Anyway, it seems to me that these ball bundles provide a sensible foundation for the basic numerical analysis we're learning in class at the moment. For example, this construction generalizes and improves upon the notion of interval arithmetic.

Question. Is anyone talking about "ball bundles" of metric spaces? If so, what are they called in the literature, and where can I learn
  about them?

 A: Okay, this is more of a collection of rambling ideas, but it is way to long for a comment, so I will have to post it as an answer. To give a short answer, I have never seen something completely like this but I have some observations to be made, that hopefully may help.
First of all considering one of your side notes, you can can use the Hausdorff-distance to give a metric to your bundle (or rather the set of balls of different radii, which is kind of the same). One interpretation of this seems to be rather related to your problem: If $\Omega$ is a set, if you define $B_r(\Omega) := \{x\in X: d(x,\Omega)<r\}$, then the Hausdorff distance between $\Omega_1$ and $\Omega_2$ is the smallest $r$ such that $\Omega_1 \subset B_r(\Omega_2)$ and $\Omega_2 \subset B_r(\Omega_2)$.
You may get in some uniqueness problems, whenever two balls around different points are the same set, but you can for example add the distance between base points to the metric. You could even try to use general sets and consider their diameter and somehow connect this idea to the similar idea of a base in topology.
Secondly, one thing that kind of bugs me is that your pushforward of balls lacks one key feature of the vector-bundle version, since it is not linear. You could do a linearized version by defining the pushforward 
$f_*(r,x)= (s,f(y))$ where
$$ s= \lim_{h\to 0} \frac{\inf \{s>0: f(B_{rh}(x)) \subset B_s(f(x))\}}{h}.$$
This would also conform more to the fact that the pushforward is a local property and should not be influenced by points at a large distance.

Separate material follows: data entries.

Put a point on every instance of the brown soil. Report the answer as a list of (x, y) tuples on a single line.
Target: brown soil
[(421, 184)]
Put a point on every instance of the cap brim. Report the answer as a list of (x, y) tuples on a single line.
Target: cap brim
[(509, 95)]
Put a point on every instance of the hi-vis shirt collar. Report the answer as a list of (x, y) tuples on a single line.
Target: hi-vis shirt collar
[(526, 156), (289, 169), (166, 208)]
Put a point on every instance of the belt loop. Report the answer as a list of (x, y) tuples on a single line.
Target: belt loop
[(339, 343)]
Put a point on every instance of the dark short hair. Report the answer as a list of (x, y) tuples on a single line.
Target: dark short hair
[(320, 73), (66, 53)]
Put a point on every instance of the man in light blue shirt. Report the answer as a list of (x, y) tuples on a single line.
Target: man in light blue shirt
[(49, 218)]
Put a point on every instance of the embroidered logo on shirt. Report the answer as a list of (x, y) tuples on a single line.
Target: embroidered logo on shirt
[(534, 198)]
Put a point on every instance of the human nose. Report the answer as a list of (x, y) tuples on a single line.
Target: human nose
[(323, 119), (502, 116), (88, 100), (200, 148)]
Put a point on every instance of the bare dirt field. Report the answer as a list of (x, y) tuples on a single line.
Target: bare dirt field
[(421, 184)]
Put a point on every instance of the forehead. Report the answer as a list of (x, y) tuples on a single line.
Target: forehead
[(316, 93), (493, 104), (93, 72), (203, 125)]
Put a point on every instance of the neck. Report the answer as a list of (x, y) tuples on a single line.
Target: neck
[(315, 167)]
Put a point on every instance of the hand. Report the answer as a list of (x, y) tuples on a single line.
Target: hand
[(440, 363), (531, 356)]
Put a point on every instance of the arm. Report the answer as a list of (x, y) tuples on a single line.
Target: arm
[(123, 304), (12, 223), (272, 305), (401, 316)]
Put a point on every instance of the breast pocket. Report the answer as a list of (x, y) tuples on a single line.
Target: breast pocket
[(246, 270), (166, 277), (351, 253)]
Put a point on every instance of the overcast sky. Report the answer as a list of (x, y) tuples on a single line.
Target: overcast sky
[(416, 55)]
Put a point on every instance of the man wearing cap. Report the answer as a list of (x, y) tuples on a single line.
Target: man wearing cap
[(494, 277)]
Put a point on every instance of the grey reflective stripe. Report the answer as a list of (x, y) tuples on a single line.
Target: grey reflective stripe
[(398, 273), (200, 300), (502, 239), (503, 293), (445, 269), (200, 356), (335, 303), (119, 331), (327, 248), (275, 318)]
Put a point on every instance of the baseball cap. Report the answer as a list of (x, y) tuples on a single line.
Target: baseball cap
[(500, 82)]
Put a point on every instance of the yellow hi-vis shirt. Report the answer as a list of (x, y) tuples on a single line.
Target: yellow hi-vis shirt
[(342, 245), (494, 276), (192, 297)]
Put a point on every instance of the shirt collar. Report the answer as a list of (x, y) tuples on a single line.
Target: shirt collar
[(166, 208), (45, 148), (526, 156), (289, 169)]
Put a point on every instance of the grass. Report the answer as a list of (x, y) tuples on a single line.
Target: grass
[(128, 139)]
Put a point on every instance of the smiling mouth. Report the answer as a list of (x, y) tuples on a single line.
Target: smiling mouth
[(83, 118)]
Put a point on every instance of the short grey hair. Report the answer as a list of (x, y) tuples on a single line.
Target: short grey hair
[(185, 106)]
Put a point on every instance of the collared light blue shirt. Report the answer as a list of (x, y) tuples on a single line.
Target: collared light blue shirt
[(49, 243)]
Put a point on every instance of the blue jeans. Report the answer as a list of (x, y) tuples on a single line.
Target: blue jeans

But then if your metric space is nice enough, lets say a manifold, you will just end up with the operator norm of the pushforward (or in case of subsets of $R^n$ just $\|Df\|$ ) which is already used in numerical analysis. But if you do not linearize then your pushforward becomes essentially incalculable compared to interval-arithmetric, since you have to do much more then calculating end points of intervals. You may be able to estimate some upper bounds, but if you have to do so anyway, you probably can use those bounds explicitely instead of hiding them in formalism.
However the idea still looks fun. I think there are a lot of slightly similar things happening in the depths geometric measure theory, but usually there one is more interested in the measure of sets than in their diameter.